Abstract

Monitoring water quality on a near-real-time basis to address water resource management and public health concerns in coupled natural systems and the built environment is by no means an easy task. Total organic carbon (TOC) in surface waters is a known precursor of disinfection by-products in drinking water treatment such as total trihalomethanes (TTHMs), which are a suspected carcinogen and have been related to birth defects if water treatment plants cannot remove them. In this paper, an early warning system using integrated data fusion and mining (IDFM) techniques was proposed to estimate spatiotemporal distributions of TOC on a daily basis for monitoring water quality in a lake that serves as the source of a drinking water treatment plant. Landsat satellite images have high spatial resolution, but such application suffers from a long overpass interval of 16 days. On the other hand, coarse-resolution sensors with frequent revisit times, such as MODIS, are incapable of providing detailed water quality information because of low spatial resolution. This issue can be resolved by using data or sensor fusion techniques, such as IDFM, in which the high-spatial-resolution Landsat and the high-temporal-resolution MODIS images are fused and analysed by a suite of regression models to optimally produce synthetic images with both high spatial and temporal resolution.

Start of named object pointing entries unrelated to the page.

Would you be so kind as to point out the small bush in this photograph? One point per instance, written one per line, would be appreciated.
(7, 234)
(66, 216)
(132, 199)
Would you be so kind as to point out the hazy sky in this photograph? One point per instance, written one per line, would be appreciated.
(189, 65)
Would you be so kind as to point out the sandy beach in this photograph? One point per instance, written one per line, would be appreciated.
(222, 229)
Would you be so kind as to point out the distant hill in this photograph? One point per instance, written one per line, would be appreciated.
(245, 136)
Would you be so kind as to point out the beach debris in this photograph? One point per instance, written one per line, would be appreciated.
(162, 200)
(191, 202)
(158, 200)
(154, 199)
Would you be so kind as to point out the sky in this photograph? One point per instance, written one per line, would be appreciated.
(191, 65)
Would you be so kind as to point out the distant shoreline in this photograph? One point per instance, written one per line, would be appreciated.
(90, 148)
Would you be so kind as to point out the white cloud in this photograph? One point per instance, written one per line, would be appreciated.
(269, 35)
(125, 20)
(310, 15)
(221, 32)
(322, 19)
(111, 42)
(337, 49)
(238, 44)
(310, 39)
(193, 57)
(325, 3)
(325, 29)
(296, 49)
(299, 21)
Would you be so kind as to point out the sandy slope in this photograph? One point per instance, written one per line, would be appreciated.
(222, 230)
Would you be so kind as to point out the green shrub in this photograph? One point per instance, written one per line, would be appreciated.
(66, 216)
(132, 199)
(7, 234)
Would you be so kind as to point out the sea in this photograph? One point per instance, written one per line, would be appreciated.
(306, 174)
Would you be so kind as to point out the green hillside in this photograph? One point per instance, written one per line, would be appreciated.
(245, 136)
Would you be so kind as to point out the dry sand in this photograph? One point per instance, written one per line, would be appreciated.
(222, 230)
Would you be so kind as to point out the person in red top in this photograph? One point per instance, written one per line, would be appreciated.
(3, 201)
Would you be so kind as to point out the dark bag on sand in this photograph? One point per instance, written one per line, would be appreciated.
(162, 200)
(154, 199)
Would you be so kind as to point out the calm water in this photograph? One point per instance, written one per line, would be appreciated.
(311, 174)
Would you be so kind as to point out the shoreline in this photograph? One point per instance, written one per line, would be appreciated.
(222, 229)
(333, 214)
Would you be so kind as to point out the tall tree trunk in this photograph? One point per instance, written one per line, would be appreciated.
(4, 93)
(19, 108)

Analysis of the results using four statistical indices confirmed that the genetic programming model can accurately estimate the spatial and temporal variations of TOC concentrations in a small lake. The model entails a slight bias towards overestimating TOC, and it requires cloud-free input data for the lake. The IDFM efforts lead to the reconstruction of the spatiotemporal TOC distributions in a lake in support of healthy drinking water treatment.